For purposes of this Policy and the other Information Security Policies, Confidential Data include, but are not limited to:
- Student education records that are directly related to prior, current and prospective University students and maintained by Columbia or an entity acting on Columbia’s behalf, but not including (a) “directory information”, such as a student’s name, address, degrees and awards, subject to certain requirements as specified in FERPA and the University FERPA policies or (b) such records disclosed to school officials with legitimate educational interests or to organizations conducting certain studies on Columbia’s behalf.
- Human resources information, such as salary and employee benefits information
- Non-public personal and financial data about donors
- Information received under grants and contracts subject to confidentiality requirements
- Law enforcement or court records and confidential investigation records
- Citizen or immigrations status
- Unpublished research data
- Unpublished University financial information, strategic plans and real estate or facility development plans
- Information on facilities security systems
- Nonpublic intellectual property, including invention disclosures and patent applications
- Applicant financial information
3. Internal Data: any information that is proprietary or produced only for use by members of the University community who have a legitimate purpose to access such data.
For purposes of this Policy and the other Information Security Policies, Internal Data include, but are not limited to:
- Internal operating procedures and operational manuals
- Internal memoranda, emails, reports and other documents
- Technical documents such as system configurations and floor plans
4. Public Data: any information that may or must be made available to the general public, with no legal restrictions on its access or use.
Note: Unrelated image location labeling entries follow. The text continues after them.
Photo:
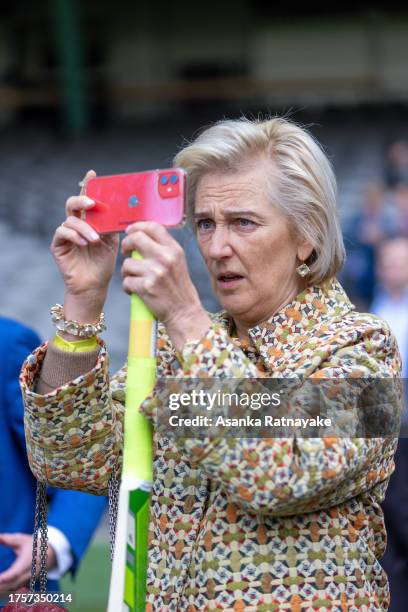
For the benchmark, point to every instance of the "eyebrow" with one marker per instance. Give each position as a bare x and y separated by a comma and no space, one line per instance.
230,212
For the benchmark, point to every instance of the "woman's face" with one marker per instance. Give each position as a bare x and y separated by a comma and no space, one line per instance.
248,247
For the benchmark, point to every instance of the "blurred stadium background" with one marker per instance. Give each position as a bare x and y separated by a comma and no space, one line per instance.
119,86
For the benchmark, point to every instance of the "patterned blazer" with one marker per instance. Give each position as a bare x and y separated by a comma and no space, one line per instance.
242,523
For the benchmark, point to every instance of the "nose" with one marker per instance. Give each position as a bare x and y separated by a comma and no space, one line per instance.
219,246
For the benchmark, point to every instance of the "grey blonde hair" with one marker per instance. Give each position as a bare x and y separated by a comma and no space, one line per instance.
302,182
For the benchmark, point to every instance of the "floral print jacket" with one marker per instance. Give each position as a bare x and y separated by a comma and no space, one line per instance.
241,523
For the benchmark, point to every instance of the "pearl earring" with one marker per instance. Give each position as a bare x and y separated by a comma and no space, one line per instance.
303,270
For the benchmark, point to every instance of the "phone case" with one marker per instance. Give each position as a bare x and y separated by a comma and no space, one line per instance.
122,199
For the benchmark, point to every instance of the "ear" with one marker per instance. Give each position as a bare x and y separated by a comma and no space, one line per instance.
304,250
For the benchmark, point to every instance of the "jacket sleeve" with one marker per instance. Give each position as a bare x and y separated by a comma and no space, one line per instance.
21,341
74,433
284,476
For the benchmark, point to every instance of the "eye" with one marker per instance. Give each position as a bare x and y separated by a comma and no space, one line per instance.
203,225
245,223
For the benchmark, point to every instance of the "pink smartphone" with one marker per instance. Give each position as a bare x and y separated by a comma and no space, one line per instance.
122,199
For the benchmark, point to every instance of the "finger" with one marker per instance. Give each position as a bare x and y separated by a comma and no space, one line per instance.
90,174
136,284
65,234
149,248
156,231
82,228
133,267
76,204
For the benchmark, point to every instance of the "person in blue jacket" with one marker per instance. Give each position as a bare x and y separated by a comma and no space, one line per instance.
72,516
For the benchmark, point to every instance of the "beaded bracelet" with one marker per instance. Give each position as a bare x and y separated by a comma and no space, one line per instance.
82,330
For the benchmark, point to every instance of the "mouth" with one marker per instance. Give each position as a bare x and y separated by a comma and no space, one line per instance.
229,280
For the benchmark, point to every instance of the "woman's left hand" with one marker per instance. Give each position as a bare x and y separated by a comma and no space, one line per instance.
163,282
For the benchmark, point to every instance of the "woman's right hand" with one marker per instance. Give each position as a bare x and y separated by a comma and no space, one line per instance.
85,259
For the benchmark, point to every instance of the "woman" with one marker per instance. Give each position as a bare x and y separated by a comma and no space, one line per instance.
244,524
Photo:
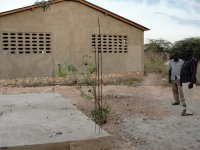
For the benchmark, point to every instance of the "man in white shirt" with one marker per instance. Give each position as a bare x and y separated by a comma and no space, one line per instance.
175,66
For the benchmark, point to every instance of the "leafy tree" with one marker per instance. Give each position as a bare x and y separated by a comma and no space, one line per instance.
158,45
180,46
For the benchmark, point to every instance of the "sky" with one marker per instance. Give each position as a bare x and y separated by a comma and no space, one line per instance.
171,20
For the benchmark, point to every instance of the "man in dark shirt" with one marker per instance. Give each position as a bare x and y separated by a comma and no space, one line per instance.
188,81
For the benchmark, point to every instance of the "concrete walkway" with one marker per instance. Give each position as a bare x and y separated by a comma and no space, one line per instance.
47,122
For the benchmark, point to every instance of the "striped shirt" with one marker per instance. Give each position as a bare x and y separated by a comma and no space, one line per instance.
188,68
175,67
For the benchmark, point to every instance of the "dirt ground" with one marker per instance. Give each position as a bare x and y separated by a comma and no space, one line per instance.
141,117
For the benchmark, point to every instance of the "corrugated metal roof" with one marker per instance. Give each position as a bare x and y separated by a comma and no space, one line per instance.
109,13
For purposes of this Policy and other Information Security Policies, Public Data include, but are not limited to:
- General access data on www.columbia.edu
- University financial statements and other reports filed with federal or state governments and generally available to the public
- Copyrighted materials that are publicly available
- Directory information under FERPA
B. Protection of University Data
The protection requirements applicable to each classification of University Data can be found in the Columbia University Registration and Protection of Systems Policy and/or the Columbia University Registration and Protection of Endpoints Policy.
Examples of Sensitive Data
Examples of PII include, but are not limited to, any information concerning a natural person that can be used to identify such natural person, such as name, number, personal mark or other identifier, in combination with any one or more of the following:
- Social security number
- Driver’s license number or non-driver identification card number
- Account number, credit or debit card number, in combination with any required security code, access code or password that would permit access to an individual’s financial account
- Passport number
Examples of PHI include, but are not limited to, any health information, including demographic information about an individual, that includes any one or more of the following identifiers:
- Geographic subdivision smaller than a state
- Any element of dates (except year) for dates directly related to an individual, including birth date, admission date, discharge date or date of death
- Telephone number
- Fax number
- Electronic mail address
- Social security number
- Medical record number
- Health plan beneficiary number
- Account number
- Certificate/License number
- Vehicle identifier and serial number, including license plate number
- Device identifier and serial number
- Web Universal Resource Locator (URL)
- Internet Protocol (IP) address number
- Biometric identifier, including finger and voice print
- Full face photographic image and any comparable image
- Any other unique identifying number, characteristic, code or combination that allows identification of an individual.